Getting Started with Code Scalpel

March 28, 2026 · View on GitHub

Welcome to Code Scalpel v1.0.0 "Autonomy"! This guide covers installation, configuration, and your first analysis.

What is Code Scalpel?

Code Scalpel is an MCP server toolkit for AI agents (Claude, GitHub Copilot, Cursor) to perform surgical code operations. Instead of stuffing entire files into context, Code Scalpel extracts exactly what's needed—saving 99% of tokens while improving accuracy.

Key Capabilities:

  • 22 MCP Tools for AI agents via Model Context Protocol
  • 4 Languages - Python, TypeScript, JavaScript, Java (all full support)
  • Security Analysis - 17+ vulnerability types including SQLi, NoSQL, DOM XSS
  • Symbolic Execution - Z3-powered path exploration and test generation
  • Cross-File Analysis - Import resolution and taint tracking across modules
  • Unified Graph Engine - Cross-language dependency tracking with confidence scoring

The fastest way to use Code Scalpel is through your AI assistant with MCP. Choose your editor:

  1. Create .vscode/mcp.json in your project root:
{
  "servers": {
    "code-scalpel": {
      "type": "stdio",
      "command": "uvx",
      "args": ["code-scalpel", "mcp", "--root", "${workspaceFolder}"]
    }
  }
}
  1. In VS Code: Ctrl+Shift+P → "MCP: List Servers" → Click "Start"
  2. Use in Copilot Chat with agent mode (@workspace)

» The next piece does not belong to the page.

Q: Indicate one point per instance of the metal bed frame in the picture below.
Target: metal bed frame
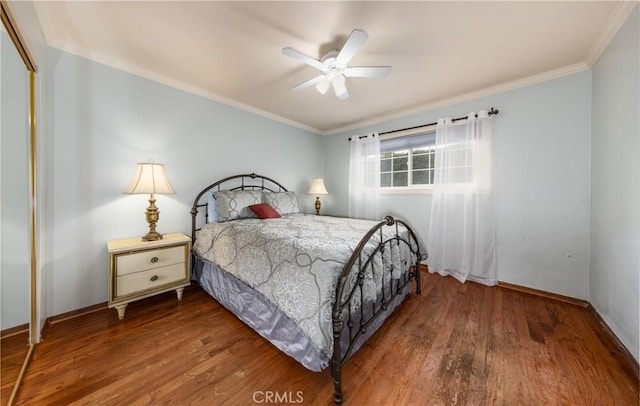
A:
(349, 289)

That's it! Ask Copilot: "Scan this file for security vulnerabilities" and it will use Code Scalpel automatically.

Claude Desktop

  1. Find your config file:

    • Windows: %APPDATA%\Claude\claude_desktop_config.json
    • macOS: ~/Library/Application Support/Claude/claude_desktop_config.json
    • Linux: ~/.config/Claude/claude_desktop_config.json
  2. Add the server configuration:

{
  "mcpServers": {
    "code-scalpel": {
      "command": "uvx",
      "args": ["code-scalpel", "mcp", "--root", "/path/to/your/project"]
    }
  }
}
  1. Restart Claude Desktop - look for the hammer icon indicating tools are available

Cursor IDE

Add to ~/.cursor/mcp.json:

{
  "mcpServers": {
    "code-scalpel": {
      "command": "uvx", 
      "args": ["code-scalpel", "mcp", "--root", "/path/to/project"]
    }
  }
}

Installation Options

uv runs Code Scalpel directly without installation:

# Install uv (if not installed)
curl -LsSf https://astral.sh/uv/install.sh | sh

# Run code-scalpel without installing (used in MCP configs above)
uvx codescalpel --help

This is the recommended approach because:

  • No global installation needed
  • Always uses the latest version
  • Works seamlessly with MCP configs

Option 2: pip (Traditional)

pip install codescalpel

Then use python -m code_scalpel.mcp in your MCP configs instead of uvx codescalpel mcp.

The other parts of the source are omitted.